GsCelA self-truncation represents a potential protein self-splicing process

Self-splicing is one of the protein post-translational modifications. VMA1 gene in Saccharomyces cerevisiae encodes a 120-kDa vacuolar membrane H (+)-ATPase precursor. The precursor of this protein removes a 454-amino-acid-long internal domain by protein splicing [28], and this internal domain was defined later as an intein. Inteins contain four conservative motifs with specific splicing amino acid residues [29]. The presence of conserved cysteine, serine, or threonine at the C-extein +1 position is required, and the splicing results in the ligation of N-extein and C-extein upon the removal of the intein part.
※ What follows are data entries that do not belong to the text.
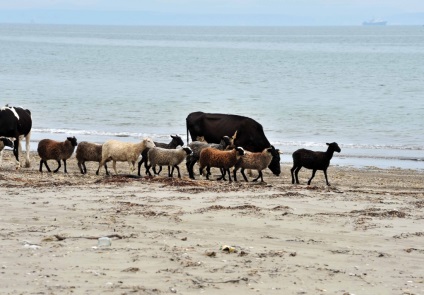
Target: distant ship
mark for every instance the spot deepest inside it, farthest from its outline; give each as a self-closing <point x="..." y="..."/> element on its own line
<point x="374" y="22"/>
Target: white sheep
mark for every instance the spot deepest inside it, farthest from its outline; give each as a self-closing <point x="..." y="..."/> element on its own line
<point x="118" y="151"/>
<point x="167" y="157"/>
<point x="257" y="161"/>
<point x="211" y="157"/>
<point x="4" y="142"/>
<point x="86" y="152"/>
<point x="54" y="150"/>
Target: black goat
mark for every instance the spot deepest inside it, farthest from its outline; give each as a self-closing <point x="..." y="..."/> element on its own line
<point x="176" y="141"/>
<point x="313" y="160"/>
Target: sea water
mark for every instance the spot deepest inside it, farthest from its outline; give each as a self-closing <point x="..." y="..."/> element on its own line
<point x="361" y="87"/>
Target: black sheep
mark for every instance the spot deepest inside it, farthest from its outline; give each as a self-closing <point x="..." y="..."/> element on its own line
<point x="313" y="160"/>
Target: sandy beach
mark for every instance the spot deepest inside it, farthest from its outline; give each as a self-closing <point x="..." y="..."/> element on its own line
<point x="362" y="235"/>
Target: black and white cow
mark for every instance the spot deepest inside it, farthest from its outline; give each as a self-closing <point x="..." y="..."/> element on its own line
<point x="16" y="122"/>
<point x="250" y="134"/>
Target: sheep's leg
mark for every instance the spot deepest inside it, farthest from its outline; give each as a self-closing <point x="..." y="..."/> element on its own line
<point x="64" y="164"/>
<point x="292" y="173"/>
<point x="190" y="168"/>
<point x="244" y="175"/>
<point x="229" y="174"/>
<point x="139" y="165"/>
<point x="313" y="174"/>
<point x="148" y="170"/>
<point x="223" y="173"/>
<point x="132" y="166"/>
<point x="296" y="173"/>
<point x="81" y="167"/>
<point x="16" y="152"/>
<point x="114" y="167"/>
<point x="178" y="170"/>
<point x="260" y="175"/>
<point x="59" y="165"/>
<point x="326" y="179"/>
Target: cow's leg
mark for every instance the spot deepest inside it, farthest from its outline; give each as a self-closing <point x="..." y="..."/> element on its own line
<point x="27" y="147"/>
<point x="313" y="174"/>
<point x="80" y="165"/>
<point x="64" y="164"/>
<point x="114" y="167"/>
<point x="16" y="152"/>
<point x="58" y="167"/>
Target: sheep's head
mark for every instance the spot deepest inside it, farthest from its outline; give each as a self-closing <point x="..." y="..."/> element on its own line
<point x="177" y="140"/>
<point x="225" y="141"/>
<point x="73" y="140"/>
<point x="274" y="166"/>
<point x="334" y="146"/>
<point x="148" y="142"/>
<point x="188" y="150"/>
<point x="200" y="138"/>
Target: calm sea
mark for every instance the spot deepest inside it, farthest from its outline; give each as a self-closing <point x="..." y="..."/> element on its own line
<point x="359" y="86"/>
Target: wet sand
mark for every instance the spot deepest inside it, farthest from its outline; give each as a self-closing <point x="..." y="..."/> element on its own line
<point x="362" y="235"/>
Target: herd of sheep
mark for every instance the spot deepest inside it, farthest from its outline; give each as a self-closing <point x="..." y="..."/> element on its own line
<point x="223" y="156"/>
<point x="16" y="123"/>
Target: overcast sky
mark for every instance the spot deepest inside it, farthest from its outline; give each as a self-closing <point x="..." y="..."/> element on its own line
<point x="318" y="11"/>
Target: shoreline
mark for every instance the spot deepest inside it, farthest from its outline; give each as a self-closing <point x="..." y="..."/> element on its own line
<point x="362" y="235"/>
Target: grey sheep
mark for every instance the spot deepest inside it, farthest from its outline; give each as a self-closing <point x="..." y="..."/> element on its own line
<point x="167" y="157"/>
<point x="89" y="152"/>
<point x="175" y="141"/>
<point x="54" y="150"/>
<point x="256" y="161"/>
<point x="118" y="151"/>
<point x="198" y="146"/>
<point x="313" y="160"/>
<point x="210" y="157"/>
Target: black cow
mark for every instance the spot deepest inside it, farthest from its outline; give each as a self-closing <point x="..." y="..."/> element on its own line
<point x="250" y="134"/>
<point x="16" y="122"/>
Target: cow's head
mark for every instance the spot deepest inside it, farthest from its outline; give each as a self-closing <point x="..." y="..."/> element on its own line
<point x="274" y="166"/>
<point x="177" y="140"/>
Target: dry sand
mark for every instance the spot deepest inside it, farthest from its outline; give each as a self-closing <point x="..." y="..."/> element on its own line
<point x="362" y="235"/>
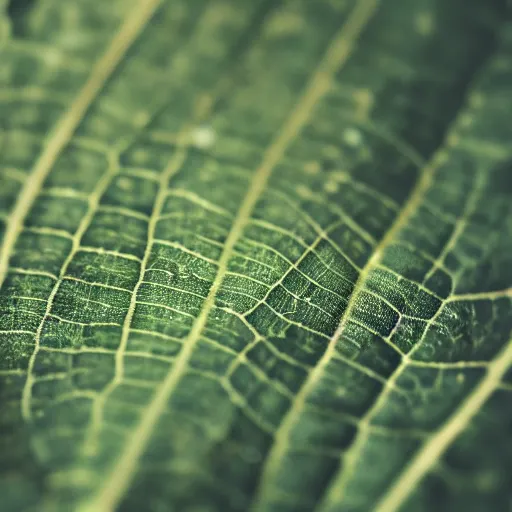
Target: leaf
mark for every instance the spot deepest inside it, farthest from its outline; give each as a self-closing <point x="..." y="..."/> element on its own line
<point x="255" y="255"/>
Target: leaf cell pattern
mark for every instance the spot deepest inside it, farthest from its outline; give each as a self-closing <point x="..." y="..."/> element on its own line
<point x="255" y="255"/>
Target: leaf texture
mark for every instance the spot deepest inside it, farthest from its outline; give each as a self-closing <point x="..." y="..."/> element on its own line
<point x="255" y="255"/>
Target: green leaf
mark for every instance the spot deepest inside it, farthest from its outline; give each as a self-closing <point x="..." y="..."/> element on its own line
<point x="255" y="255"/>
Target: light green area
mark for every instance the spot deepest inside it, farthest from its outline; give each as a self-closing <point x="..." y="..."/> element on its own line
<point x="269" y="269"/>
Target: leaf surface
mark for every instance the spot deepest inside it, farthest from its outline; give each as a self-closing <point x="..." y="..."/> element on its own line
<point x="255" y="255"/>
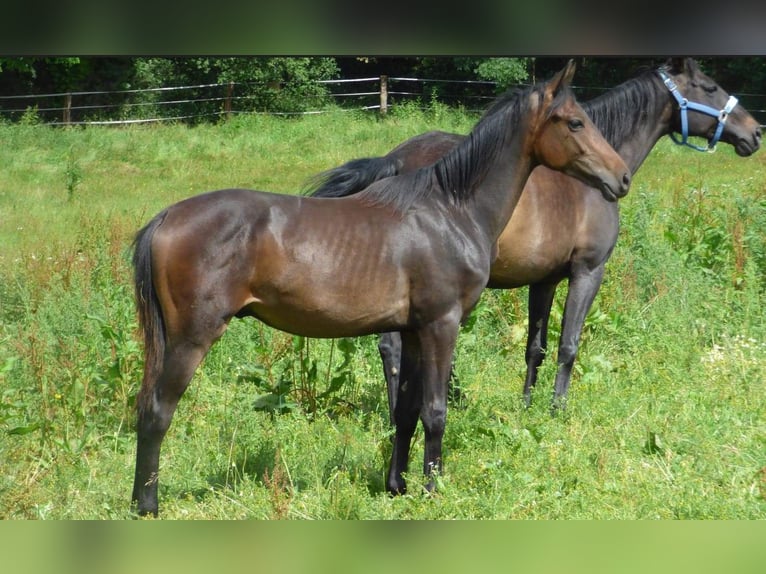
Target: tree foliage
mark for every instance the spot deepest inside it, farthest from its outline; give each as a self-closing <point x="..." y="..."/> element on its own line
<point x="290" y="84"/>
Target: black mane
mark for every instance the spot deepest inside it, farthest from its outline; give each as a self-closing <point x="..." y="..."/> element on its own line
<point x="620" y="112"/>
<point x="456" y="175"/>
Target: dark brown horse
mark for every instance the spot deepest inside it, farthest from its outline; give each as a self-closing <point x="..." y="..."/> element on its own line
<point x="410" y="254"/>
<point x="563" y="228"/>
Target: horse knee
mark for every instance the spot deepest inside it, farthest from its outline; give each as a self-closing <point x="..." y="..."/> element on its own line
<point x="434" y="420"/>
<point x="535" y="354"/>
<point x="567" y="353"/>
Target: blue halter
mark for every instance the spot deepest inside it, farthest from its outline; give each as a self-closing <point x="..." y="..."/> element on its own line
<point x="686" y="105"/>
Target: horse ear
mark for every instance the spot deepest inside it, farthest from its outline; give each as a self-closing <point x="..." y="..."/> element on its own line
<point x="563" y="78"/>
<point x="681" y="65"/>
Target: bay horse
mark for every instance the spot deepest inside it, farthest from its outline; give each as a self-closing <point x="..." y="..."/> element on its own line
<point x="562" y="228"/>
<point x="411" y="254"/>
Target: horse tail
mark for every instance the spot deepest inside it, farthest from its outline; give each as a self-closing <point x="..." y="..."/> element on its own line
<point x="149" y="311"/>
<point x="351" y="177"/>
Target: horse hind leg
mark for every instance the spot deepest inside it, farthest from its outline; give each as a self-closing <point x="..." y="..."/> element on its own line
<point x="583" y="288"/>
<point x="155" y="413"/>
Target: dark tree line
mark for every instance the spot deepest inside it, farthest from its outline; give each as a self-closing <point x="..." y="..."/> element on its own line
<point x="289" y="83"/>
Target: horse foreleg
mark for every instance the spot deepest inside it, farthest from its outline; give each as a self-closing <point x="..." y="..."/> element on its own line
<point x="437" y="349"/>
<point x="409" y="397"/>
<point x="540" y="301"/>
<point x="390" y="349"/>
<point x="583" y="287"/>
<point x="154" y="417"/>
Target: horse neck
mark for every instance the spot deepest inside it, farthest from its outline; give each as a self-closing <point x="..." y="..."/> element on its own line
<point x="633" y="117"/>
<point x="496" y="195"/>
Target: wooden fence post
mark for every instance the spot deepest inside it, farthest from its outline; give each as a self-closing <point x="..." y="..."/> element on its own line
<point x="227" y="102"/>
<point x="67" y="115"/>
<point x="383" y="95"/>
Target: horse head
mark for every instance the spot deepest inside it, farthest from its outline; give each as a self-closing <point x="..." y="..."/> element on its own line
<point x="706" y="110"/>
<point x="565" y="139"/>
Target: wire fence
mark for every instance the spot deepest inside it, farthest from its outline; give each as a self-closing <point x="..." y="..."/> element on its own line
<point x="210" y="102"/>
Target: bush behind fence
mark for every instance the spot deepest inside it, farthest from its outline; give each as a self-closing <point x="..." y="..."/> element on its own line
<point x="211" y="102"/>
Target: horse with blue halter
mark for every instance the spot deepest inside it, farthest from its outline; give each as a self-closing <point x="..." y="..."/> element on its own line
<point x="563" y="228"/>
<point x="411" y="254"/>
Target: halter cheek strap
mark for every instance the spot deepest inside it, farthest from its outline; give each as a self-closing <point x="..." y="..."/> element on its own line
<point x="685" y="105"/>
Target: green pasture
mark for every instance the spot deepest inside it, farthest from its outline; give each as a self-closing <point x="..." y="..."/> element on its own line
<point x="666" y="411"/>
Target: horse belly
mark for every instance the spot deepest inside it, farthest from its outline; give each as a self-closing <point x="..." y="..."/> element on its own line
<point x="526" y="258"/>
<point x="321" y="291"/>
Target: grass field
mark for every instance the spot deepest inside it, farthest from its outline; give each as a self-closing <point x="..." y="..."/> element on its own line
<point x="666" y="410"/>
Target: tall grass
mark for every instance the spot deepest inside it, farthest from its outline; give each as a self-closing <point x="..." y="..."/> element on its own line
<point x="665" y="416"/>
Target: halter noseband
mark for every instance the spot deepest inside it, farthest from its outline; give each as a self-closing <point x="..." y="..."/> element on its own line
<point x="685" y="105"/>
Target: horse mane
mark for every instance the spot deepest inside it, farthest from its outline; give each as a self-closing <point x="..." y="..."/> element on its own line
<point x="455" y="176"/>
<point x="620" y="112"/>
These conservative motifs can promote spontaneous excision of VMA1 precursor into a 70-kDa mature VMA1 [30]. A type III-secreted protein, called nodulation outer protein E1 (NopE1), is secreted by the Gram-negative bacterium Bradyrhizobium japonicum and contains an unknown function domain DUF1521 [16]. DUF1521 is 174 amino-acid long with an EF-hand-like motif [16, 31]. The autocleavage of DUF1521 domain in NopE1 is metal ion-dependent, and the cleavage site contains a conserved GD’PHV motif [32]. This domain is sensitive to calcium, and the self-cleavage was observed at a broad range of temperature and pH. In comparison with the two mechanisms described above, GsCelA does not contain any known domains involved in protein self-cleavage. However, because GsCelA self-truncation is temperature-, pH-, and metal ion-dependent (Figs. 7a, b and 8b) and this truncation is also observed in other GH5 EGs tested in this study (Fig. 2), this protein self-truncation could be a new type of protein self-cleavage process specific to GH5 EGs. However, it has to be pointed out, the GsCelA self-truncation process is not a complete self-splicing mechanism because there is no rejoining of peptides after the proteolytic cleavage.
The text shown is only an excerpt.